The operative temperatures of M. virgata under filed conditions in the Dongshan Swire Marine Station (D-SMART), China (23.65°N, 117.49°E) were continuously recorded from July to August 2020 using biomimetic thermal loggers (electronic supplementary material). Two loggers were deployed separately in one sun-exposed and one shaded microhabitat, where both M. virgata had an abundance. In two types of microhabitats, the 99th percentile of all temperatures recorded (T99) and the average daily maximum temperature (ADM) were calculated. The former was described as ‘acute’ thermal stress, while the latter as a measure of ‘chronic’ high-temperature exposure [29]. Mortality of the mussels inhabiting at sun-exposed and shaded microhabitat in summer was also investigated using quadrat method (electronic supplementary material).

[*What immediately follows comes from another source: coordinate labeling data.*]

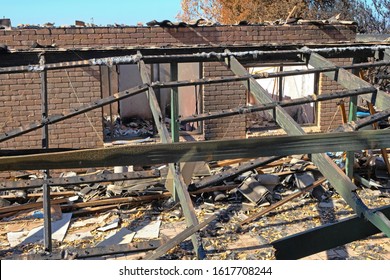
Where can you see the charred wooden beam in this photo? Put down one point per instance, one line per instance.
(202, 151)
(160, 251)
(350, 81)
(62, 60)
(284, 103)
(180, 188)
(76, 180)
(326, 237)
(283, 201)
(86, 253)
(231, 173)
(328, 168)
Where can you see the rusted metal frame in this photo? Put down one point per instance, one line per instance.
(130, 92)
(350, 81)
(160, 251)
(180, 188)
(86, 253)
(326, 237)
(74, 112)
(269, 106)
(283, 201)
(203, 151)
(76, 180)
(45, 145)
(327, 167)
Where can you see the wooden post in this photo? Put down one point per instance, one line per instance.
(45, 145)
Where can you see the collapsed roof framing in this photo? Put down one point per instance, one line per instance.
(170, 151)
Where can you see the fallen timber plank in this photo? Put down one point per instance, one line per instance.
(12, 196)
(283, 201)
(74, 180)
(180, 188)
(233, 172)
(327, 167)
(285, 103)
(28, 206)
(326, 237)
(73, 253)
(202, 151)
(159, 252)
(117, 200)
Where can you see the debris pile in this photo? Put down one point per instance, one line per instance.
(127, 128)
(253, 207)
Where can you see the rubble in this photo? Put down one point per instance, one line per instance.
(100, 216)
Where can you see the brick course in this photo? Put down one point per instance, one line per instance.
(20, 93)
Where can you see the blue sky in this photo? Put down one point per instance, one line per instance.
(103, 12)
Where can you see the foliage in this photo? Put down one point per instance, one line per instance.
(372, 15)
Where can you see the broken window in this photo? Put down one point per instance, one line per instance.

(b) Genome-wide association mapping analysis

ddRADseq data from our previous study (BioProject ID: PRJNA517974; BioSample accessions: SAMN10849586 - SAMN10849649) and our unpublished M. virgata genome were used for identified SNPs in 64 samples (21 collected in April, 23 in August, and 20 in December) at genome-wide level. The reads were first cleaned using fastp [30], aligned to reference with BWA-MEM algorithm [31], and sorted using SAMtools [32]. The BAM outputs were then processed via gstacks script of package Stacks [33] to create loci and identify SNPs with unpaired reads discarded (--rm-unpaired-reads). Candidate loci were then filtered and converted to VCF file using populations scripts of package Stacks. A locus was retained using a minimum number of populations of three (−p 3), a maximum number of missing samples per locus of 20% (−r 0.8) and a minor allele frequency of 0.05 (−min_maf 0.05). Filtered loci were functionally annotated with the ANNOVA [34]. Finally, the genotype-phenotype association analysis using the 48 out of 64 sample’s ABT was used as thermal-tolerant phenotypic traits was performed with PLINK [35]. Those loci with missing frequencies greater than 0.1 (--geno 0.1) and Hardy-Weinberg equilibrium exact test p-values below 1e-6 (--hwe 1e -6) were excluded, and the retained loci were used in association analysis.

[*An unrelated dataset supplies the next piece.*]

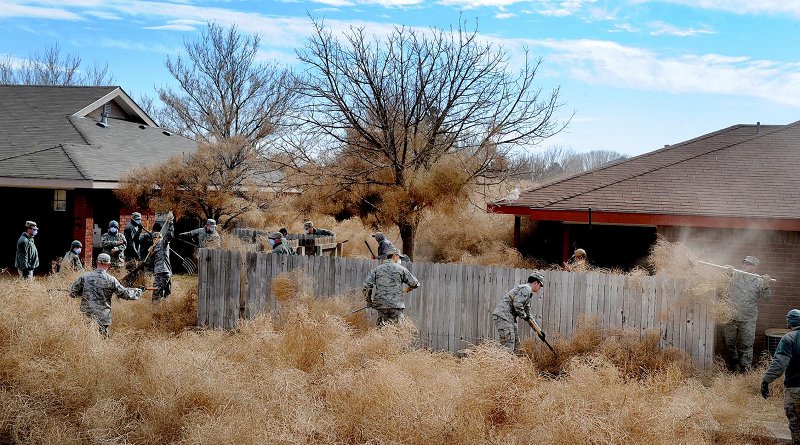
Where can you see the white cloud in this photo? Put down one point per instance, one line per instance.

(c) Sequence Analysis and Phylogenetic Tree Construction of M. virgata USP15 gene

The coding domain sequence (CDS) of M. virgata USP15 gene (MvUSP15) was verified through molecular experiments (electronic supplementary material) and used for subsequent analysis. The codon usage bias in MvUSP15 was analyzed using DnaSP [36]. The prediction of MvUSP15 protein domain architectures based on the deduced amino sequence from verified CDS protein was referred to methods described in the previous study [37]. The MvUSP15 protein structure was predicted using homology modelling, which was performed on the SWISS-MODEL website [38]. The MvUSP15 protein sequence and homologous sequences obtained from GenBank (table S2) were aligned using MEGA Ⅹ [39]. Evolutionary analysis and Bayesian phylogenetic tree construction were further performed using MCMC methods on BEAST [40]. Motif structure analysis for every protein sequence was conducted on the MEME website [41].

(d) Expression patterns of MvUSP15 gene

A total of 187 mussels were collected in the sun-exposed and shaded habitats along a ∼500 m shoreline in D-SMART on July 31st, 2021 and acclimated for over two months as previously described [24]. After acclimation, the mussels were randomly allocated into heat-treated group or control group. The mussels in the heat-treated group were heated at a rate of 6°C h^-1 in the air from the acclimation temperature (22°C) to 42°C, the sub-lethal temperature for M. virgata [24]; while the control group was kept at 22°C. After the heating process, both the heat-treated (n = 135) and control group (n = 36) were stored in liquid nitrogen. The total DNA of these mussels were extracted and used for genotyping at the focused loci (see electronic supplementary material for further details). Then qRT-PCR experiment was performed to identify the relative expression level of MvUSP15.